Üstelik de görüşülen ekiplerin narkotikle ilgileri olmadığı öğrenilmiş. (Hani Topuz’un büyükelçilikte narkotikle ilgili birimde çalıştığı söyleniyor ya)
Topuz kimi FETÖ’cülerin yurtdışına çıkışlarında da önemli rol oynamış.
Özetle Topuz’un sadece 15 Temmuz değil, 17-25 Aralık sivil darbe girişiminde de önemli bir rol üstlendiği saptanmış.
Daha doğrusu Topuz’un, FETÖ ile büyükelçilik arasındaki mekik diplomasisinde adeta bir trafik polisi gibi görev yaptığı ortaya çıkmış!...

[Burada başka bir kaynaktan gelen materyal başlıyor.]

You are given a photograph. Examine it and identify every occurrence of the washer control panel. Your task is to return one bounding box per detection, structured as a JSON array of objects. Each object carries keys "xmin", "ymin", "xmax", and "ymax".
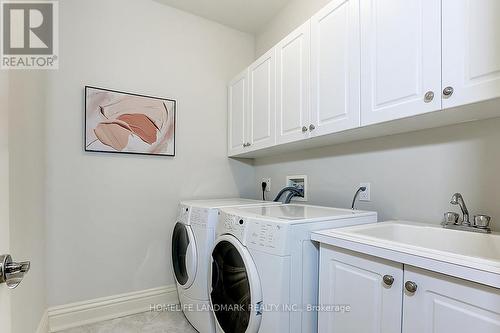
[
  {"xmin": 177, "ymin": 205, "xmax": 191, "ymax": 224},
  {"xmin": 190, "ymin": 207, "xmax": 209, "ymax": 226},
  {"xmin": 217, "ymin": 212, "xmax": 247, "ymax": 244}
]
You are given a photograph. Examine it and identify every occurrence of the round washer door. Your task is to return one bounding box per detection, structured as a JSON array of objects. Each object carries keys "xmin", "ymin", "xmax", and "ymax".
[
  {"xmin": 172, "ymin": 222, "xmax": 197, "ymax": 289},
  {"xmin": 210, "ymin": 235, "xmax": 262, "ymax": 333}
]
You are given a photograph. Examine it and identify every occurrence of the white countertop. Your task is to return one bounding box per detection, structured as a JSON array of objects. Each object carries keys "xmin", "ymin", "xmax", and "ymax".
[{"xmin": 311, "ymin": 221, "xmax": 500, "ymax": 288}]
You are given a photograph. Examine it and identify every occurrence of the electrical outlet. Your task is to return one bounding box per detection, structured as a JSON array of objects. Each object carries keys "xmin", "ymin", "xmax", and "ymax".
[
  {"xmin": 286, "ymin": 175, "xmax": 308, "ymax": 201},
  {"xmin": 262, "ymin": 178, "xmax": 271, "ymax": 192},
  {"xmin": 359, "ymin": 183, "xmax": 371, "ymax": 201}
]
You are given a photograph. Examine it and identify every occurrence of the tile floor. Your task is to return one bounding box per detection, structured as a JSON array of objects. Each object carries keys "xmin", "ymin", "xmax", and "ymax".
[{"xmin": 60, "ymin": 311, "xmax": 196, "ymax": 333}]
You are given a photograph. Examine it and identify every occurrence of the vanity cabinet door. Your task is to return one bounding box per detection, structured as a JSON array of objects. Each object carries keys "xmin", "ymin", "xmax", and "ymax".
[
  {"xmin": 403, "ymin": 266, "xmax": 500, "ymax": 333},
  {"xmin": 227, "ymin": 70, "xmax": 248, "ymax": 156},
  {"xmin": 247, "ymin": 49, "xmax": 276, "ymax": 151},
  {"xmin": 360, "ymin": 0, "xmax": 442, "ymax": 126},
  {"xmin": 443, "ymin": 0, "xmax": 500, "ymax": 108},
  {"xmin": 318, "ymin": 244, "xmax": 403, "ymax": 333},
  {"xmin": 310, "ymin": 0, "xmax": 360, "ymax": 136}
]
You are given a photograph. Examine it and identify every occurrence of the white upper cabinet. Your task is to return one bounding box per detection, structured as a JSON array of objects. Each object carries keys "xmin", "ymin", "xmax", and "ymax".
[
  {"xmin": 443, "ymin": 0, "xmax": 500, "ymax": 108},
  {"xmin": 361, "ymin": 0, "xmax": 442, "ymax": 125},
  {"xmin": 228, "ymin": 70, "xmax": 248, "ymax": 156},
  {"xmin": 247, "ymin": 49, "xmax": 276, "ymax": 150},
  {"xmin": 318, "ymin": 244, "xmax": 403, "ymax": 333},
  {"xmin": 403, "ymin": 266, "xmax": 500, "ymax": 333},
  {"xmin": 275, "ymin": 21, "xmax": 311, "ymax": 143},
  {"xmin": 310, "ymin": 0, "xmax": 360, "ymax": 135}
]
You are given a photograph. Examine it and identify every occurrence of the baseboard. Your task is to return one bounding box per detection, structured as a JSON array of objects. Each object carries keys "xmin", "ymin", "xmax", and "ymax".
[
  {"xmin": 48, "ymin": 285, "xmax": 179, "ymax": 332},
  {"xmin": 36, "ymin": 311, "xmax": 49, "ymax": 333}
]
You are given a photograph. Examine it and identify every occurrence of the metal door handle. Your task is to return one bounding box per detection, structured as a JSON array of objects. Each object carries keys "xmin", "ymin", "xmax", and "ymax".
[
  {"xmin": 405, "ymin": 281, "xmax": 418, "ymax": 294},
  {"xmin": 0, "ymin": 254, "xmax": 31, "ymax": 289},
  {"xmin": 443, "ymin": 87, "xmax": 454, "ymax": 98},
  {"xmin": 424, "ymin": 91, "xmax": 434, "ymax": 103},
  {"xmin": 382, "ymin": 275, "xmax": 394, "ymax": 287}
]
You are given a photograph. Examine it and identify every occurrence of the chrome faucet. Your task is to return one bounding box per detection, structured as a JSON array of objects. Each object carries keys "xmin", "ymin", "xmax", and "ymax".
[{"xmin": 450, "ymin": 193, "xmax": 471, "ymax": 227}]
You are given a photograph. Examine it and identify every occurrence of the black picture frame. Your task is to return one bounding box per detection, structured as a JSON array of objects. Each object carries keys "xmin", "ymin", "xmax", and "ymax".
[{"xmin": 83, "ymin": 85, "xmax": 177, "ymax": 157}]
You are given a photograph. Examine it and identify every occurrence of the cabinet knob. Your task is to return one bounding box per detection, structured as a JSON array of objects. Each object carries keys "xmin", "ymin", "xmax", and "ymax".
[
  {"xmin": 424, "ymin": 91, "xmax": 434, "ymax": 103},
  {"xmin": 443, "ymin": 87, "xmax": 455, "ymax": 98},
  {"xmin": 405, "ymin": 281, "xmax": 418, "ymax": 294},
  {"xmin": 382, "ymin": 275, "xmax": 394, "ymax": 287}
]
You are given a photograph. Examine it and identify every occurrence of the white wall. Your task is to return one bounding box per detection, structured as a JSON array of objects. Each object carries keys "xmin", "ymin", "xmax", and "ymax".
[
  {"xmin": 255, "ymin": 119, "xmax": 500, "ymax": 230},
  {"xmin": 255, "ymin": 0, "xmax": 331, "ymax": 58},
  {"xmin": 0, "ymin": 71, "xmax": 11, "ymax": 332},
  {"xmin": 46, "ymin": 0, "xmax": 255, "ymax": 305},
  {"xmin": 8, "ymin": 71, "xmax": 47, "ymax": 333}
]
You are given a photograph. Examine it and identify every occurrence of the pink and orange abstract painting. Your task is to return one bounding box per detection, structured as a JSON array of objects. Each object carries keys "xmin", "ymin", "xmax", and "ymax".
[{"xmin": 85, "ymin": 86, "xmax": 177, "ymax": 156}]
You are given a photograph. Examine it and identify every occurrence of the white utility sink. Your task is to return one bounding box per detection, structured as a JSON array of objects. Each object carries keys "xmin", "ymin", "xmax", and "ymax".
[{"xmin": 312, "ymin": 221, "xmax": 500, "ymax": 288}]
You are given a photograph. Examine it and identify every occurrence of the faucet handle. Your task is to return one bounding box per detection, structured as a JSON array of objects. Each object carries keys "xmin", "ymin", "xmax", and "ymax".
[{"xmin": 442, "ymin": 212, "xmax": 460, "ymax": 225}]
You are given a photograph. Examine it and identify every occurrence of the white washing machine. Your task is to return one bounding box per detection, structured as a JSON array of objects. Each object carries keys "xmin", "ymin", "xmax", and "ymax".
[
  {"xmin": 172, "ymin": 199, "xmax": 277, "ymax": 333},
  {"xmin": 210, "ymin": 204, "xmax": 377, "ymax": 333}
]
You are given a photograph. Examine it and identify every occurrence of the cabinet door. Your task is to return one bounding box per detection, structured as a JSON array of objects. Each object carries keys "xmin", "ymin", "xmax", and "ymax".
[
  {"xmin": 228, "ymin": 70, "xmax": 248, "ymax": 156},
  {"xmin": 311, "ymin": 0, "xmax": 360, "ymax": 135},
  {"xmin": 403, "ymin": 266, "xmax": 500, "ymax": 333},
  {"xmin": 361, "ymin": 0, "xmax": 441, "ymax": 125},
  {"xmin": 318, "ymin": 244, "xmax": 403, "ymax": 333},
  {"xmin": 443, "ymin": 0, "xmax": 500, "ymax": 108},
  {"xmin": 276, "ymin": 21, "xmax": 311, "ymax": 143},
  {"xmin": 247, "ymin": 49, "xmax": 276, "ymax": 151}
]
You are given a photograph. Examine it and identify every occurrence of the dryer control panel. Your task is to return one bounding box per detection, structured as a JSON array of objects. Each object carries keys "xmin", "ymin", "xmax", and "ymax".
[
  {"xmin": 247, "ymin": 219, "xmax": 288, "ymax": 255},
  {"xmin": 217, "ymin": 212, "xmax": 288, "ymax": 255}
]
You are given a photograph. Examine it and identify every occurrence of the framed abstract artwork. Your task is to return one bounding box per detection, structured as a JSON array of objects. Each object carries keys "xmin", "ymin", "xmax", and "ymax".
[{"xmin": 85, "ymin": 86, "xmax": 177, "ymax": 156}]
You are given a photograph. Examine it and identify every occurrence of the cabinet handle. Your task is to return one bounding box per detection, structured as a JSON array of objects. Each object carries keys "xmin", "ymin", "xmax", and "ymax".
[
  {"xmin": 424, "ymin": 91, "xmax": 434, "ymax": 103},
  {"xmin": 382, "ymin": 275, "xmax": 394, "ymax": 287},
  {"xmin": 443, "ymin": 87, "xmax": 455, "ymax": 98},
  {"xmin": 405, "ymin": 281, "xmax": 418, "ymax": 294}
]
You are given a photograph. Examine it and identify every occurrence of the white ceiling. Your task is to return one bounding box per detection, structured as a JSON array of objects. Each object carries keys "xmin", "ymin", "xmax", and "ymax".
[{"xmin": 155, "ymin": 0, "xmax": 290, "ymax": 33}]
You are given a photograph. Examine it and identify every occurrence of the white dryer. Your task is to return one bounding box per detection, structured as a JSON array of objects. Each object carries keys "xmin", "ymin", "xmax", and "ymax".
[
  {"xmin": 210, "ymin": 204, "xmax": 377, "ymax": 333},
  {"xmin": 172, "ymin": 198, "xmax": 277, "ymax": 333}
]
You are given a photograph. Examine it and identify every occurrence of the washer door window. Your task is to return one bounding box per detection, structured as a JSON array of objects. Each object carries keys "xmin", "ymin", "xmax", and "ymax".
[
  {"xmin": 172, "ymin": 222, "xmax": 197, "ymax": 288},
  {"xmin": 210, "ymin": 235, "xmax": 262, "ymax": 333}
]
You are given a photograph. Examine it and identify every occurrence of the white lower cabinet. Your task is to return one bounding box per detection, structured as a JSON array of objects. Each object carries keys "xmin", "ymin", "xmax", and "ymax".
[
  {"xmin": 403, "ymin": 266, "xmax": 500, "ymax": 333},
  {"xmin": 318, "ymin": 244, "xmax": 500, "ymax": 333},
  {"xmin": 318, "ymin": 244, "xmax": 403, "ymax": 333}
]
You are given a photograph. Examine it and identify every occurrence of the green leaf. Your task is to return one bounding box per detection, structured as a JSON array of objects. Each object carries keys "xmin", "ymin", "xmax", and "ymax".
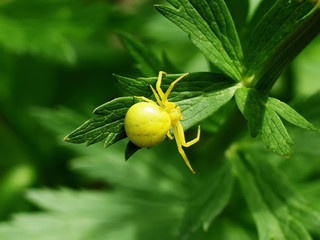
[
  {"xmin": 235, "ymin": 88, "xmax": 293, "ymax": 157},
  {"xmin": 268, "ymin": 97, "xmax": 319, "ymax": 131},
  {"xmin": 233, "ymin": 153, "xmax": 286, "ymax": 240},
  {"xmin": 156, "ymin": 0, "xmax": 243, "ymax": 80},
  {"xmin": 180, "ymin": 158, "xmax": 234, "ymax": 240},
  {"xmin": 114, "ymin": 72, "xmax": 236, "ymax": 130},
  {"xmin": 64, "ymin": 97, "xmax": 138, "ymax": 147},
  {"xmin": 119, "ymin": 32, "xmax": 164, "ymax": 77},
  {"xmin": 64, "ymin": 73, "xmax": 236, "ymax": 153},
  {"xmin": 235, "ymin": 88, "xmax": 319, "ymax": 157},
  {"xmin": 233, "ymin": 154, "xmax": 312, "ymax": 240},
  {"xmin": 244, "ymin": 0, "xmax": 314, "ymax": 78}
]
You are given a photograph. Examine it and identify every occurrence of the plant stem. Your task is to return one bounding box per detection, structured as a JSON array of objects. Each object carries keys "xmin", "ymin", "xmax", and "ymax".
[{"xmin": 249, "ymin": 8, "xmax": 320, "ymax": 94}]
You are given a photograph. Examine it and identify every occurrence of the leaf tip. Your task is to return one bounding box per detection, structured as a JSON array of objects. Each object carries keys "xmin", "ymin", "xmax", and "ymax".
[{"xmin": 63, "ymin": 135, "xmax": 71, "ymax": 142}]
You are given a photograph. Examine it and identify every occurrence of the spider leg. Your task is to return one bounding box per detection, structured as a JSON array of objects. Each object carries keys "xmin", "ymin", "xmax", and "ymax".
[
  {"xmin": 150, "ymin": 85, "xmax": 163, "ymax": 107},
  {"xmin": 176, "ymin": 122, "xmax": 200, "ymax": 147},
  {"xmin": 167, "ymin": 131, "xmax": 173, "ymax": 140},
  {"xmin": 134, "ymin": 96, "xmax": 157, "ymax": 105},
  {"xmin": 173, "ymin": 126, "xmax": 196, "ymax": 174},
  {"xmin": 156, "ymin": 71, "xmax": 167, "ymax": 102},
  {"xmin": 162, "ymin": 73, "xmax": 189, "ymax": 102}
]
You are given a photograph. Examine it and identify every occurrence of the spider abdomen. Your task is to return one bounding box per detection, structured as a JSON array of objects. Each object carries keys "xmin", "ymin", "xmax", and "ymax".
[{"xmin": 124, "ymin": 102, "xmax": 171, "ymax": 148}]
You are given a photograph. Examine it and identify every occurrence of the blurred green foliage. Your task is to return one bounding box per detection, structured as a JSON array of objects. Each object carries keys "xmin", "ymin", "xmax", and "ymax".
[{"xmin": 0, "ymin": 0, "xmax": 320, "ymax": 240}]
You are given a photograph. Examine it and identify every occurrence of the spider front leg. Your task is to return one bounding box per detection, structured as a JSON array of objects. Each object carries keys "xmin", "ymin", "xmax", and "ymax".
[
  {"xmin": 162, "ymin": 73, "xmax": 189, "ymax": 101},
  {"xmin": 154, "ymin": 71, "xmax": 189, "ymax": 103},
  {"xmin": 172, "ymin": 122, "xmax": 200, "ymax": 174},
  {"xmin": 134, "ymin": 96, "xmax": 157, "ymax": 105},
  {"xmin": 176, "ymin": 122, "xmax": 200, "ymax": 147}
]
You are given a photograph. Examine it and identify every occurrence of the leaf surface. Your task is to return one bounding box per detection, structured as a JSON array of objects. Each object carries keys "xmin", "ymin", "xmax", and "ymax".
[
  {"xmin": 180, "ymin": 158, "xmax": 234, "ymax": 240},
  {"xmin": 156, "ymin": 0, "xmax": 243, "ymax": 80},
  {"xmin": 244, "ymin": 0, "xmax": 314, "ymax": 77},
  {"xmin": 235, "ymin": 88, "xmax": 317, "ymax": 157},
  {"xmin": 65, "ymin": 73, "xmax": 236, "ymax": 148},
  {"xmin": 233, "ymin": 154, "xmax": 312, "ymax": 240}
]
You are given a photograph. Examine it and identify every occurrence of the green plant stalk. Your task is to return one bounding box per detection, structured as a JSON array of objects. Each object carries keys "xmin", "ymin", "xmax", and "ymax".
[{"xmin": 248, "ymin": 8, "xmax": 320, "ymax": 94}]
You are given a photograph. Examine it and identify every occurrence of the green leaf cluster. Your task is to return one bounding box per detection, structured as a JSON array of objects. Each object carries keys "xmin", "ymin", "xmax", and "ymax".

Yani ABD sadece FETÖ’nün 15 Temmuz darbe girişiminin değil, 17-25 Aralık sivil darbe girişiminin de arkasındaymış!...
İşte bu yüzden de Metin Topuz’un tutuklanmasının ardından yavuz hırsız ev sahibini bastırır, misali başlamışlar yaygaraya!...
Eğer Topuz, tam çözülür de tüm olan biteni anlatırsa, ABD’nin de,Bass’ın da vay haline!
Siz o zaman seyreyleyin gümbürtüyü!Neler çıkar, neler!!!...
Öyle alelacele nereye gidiyorsun John Bass, daha karpuz kesecedik.